Ube Pan De Sal


For an early meeting with our book editor, Marisa Bulzone, Romy came up with a whimsical version of the adobo sandwich by layering crispy adobo flakes, homemade mayonnaise, and sliced tomatoes on his ube pan de sal. It immediately became Marisa’s favorite recipe in the book.

Romy’s creation is a riff on a classic sandwich that was popular back in our college days at the University of the Philippines. Down in one small, claustrophobic eatery called the Basement, the specialty was the pork adobo in pan de sal, which made for a hip merienda.
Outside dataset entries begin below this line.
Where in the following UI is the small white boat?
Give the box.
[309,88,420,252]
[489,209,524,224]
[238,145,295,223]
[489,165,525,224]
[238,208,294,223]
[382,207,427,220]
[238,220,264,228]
Romy can’t resist using purple yam flour in all baked things, such as ube crostini and pizza crust with ube, for the unusual color and nice texture it imparts.


  • 3 cups bread flour, plus additional as needed
  • ½ cup ube (purple yam) flour
  • 2 envelopes active dry yeast
  • 2 teaspoons salt
  • ¼ cup sugar
  • 4 tablespoons (½ stick) unsalted butter, at room temperature, plus additional for the bowl
  • ½ cup fine dry bread crumbs


  1. In the bowl of a standing electric mixer fitted with the paddle attachment, combine half of the bread flour and all of the ube flour. Add the yeast, salt, and sugar. Pour in 1½ cups warm water (it should be between 90° F and 100° F) and mix to form a smooth batter. Blend in the butter.
  2. Change the mixer attachment to the dough hook. With the hook in motion, add the remaining bread flour, ½ cup at a time, until the dough has worked into a rough mass that easily pulls away from the sides of the bowl.
  3. Transfer the dough to a large buttered bowl and cover with plastic wrap. Place in a warm, draft-free spot and let rise until doubled in bulk, about 1 hour.
  4. Punch down to deflate, cover with plastic wrap, and let rise a second time until doubled in bulk, about 30 minutes.
  5. Punch down once more and cut the dough in half. Working with one half at a time, form about 18 equal rolls (they should weigh 2 ounces each). Roll the balls in bread crumbs to coat and place on a baking sheet. Cover loosely with a damp kitchen towel and let rise for 30 minutes.
  6. During the final rise, preheat the oven to 400° F. Sprinkle the rolls with more bread crumbs and transfer to the oven. Bake until lightly browned and hard on the bottom, 20 to 25 minutes. Cool on wire racks.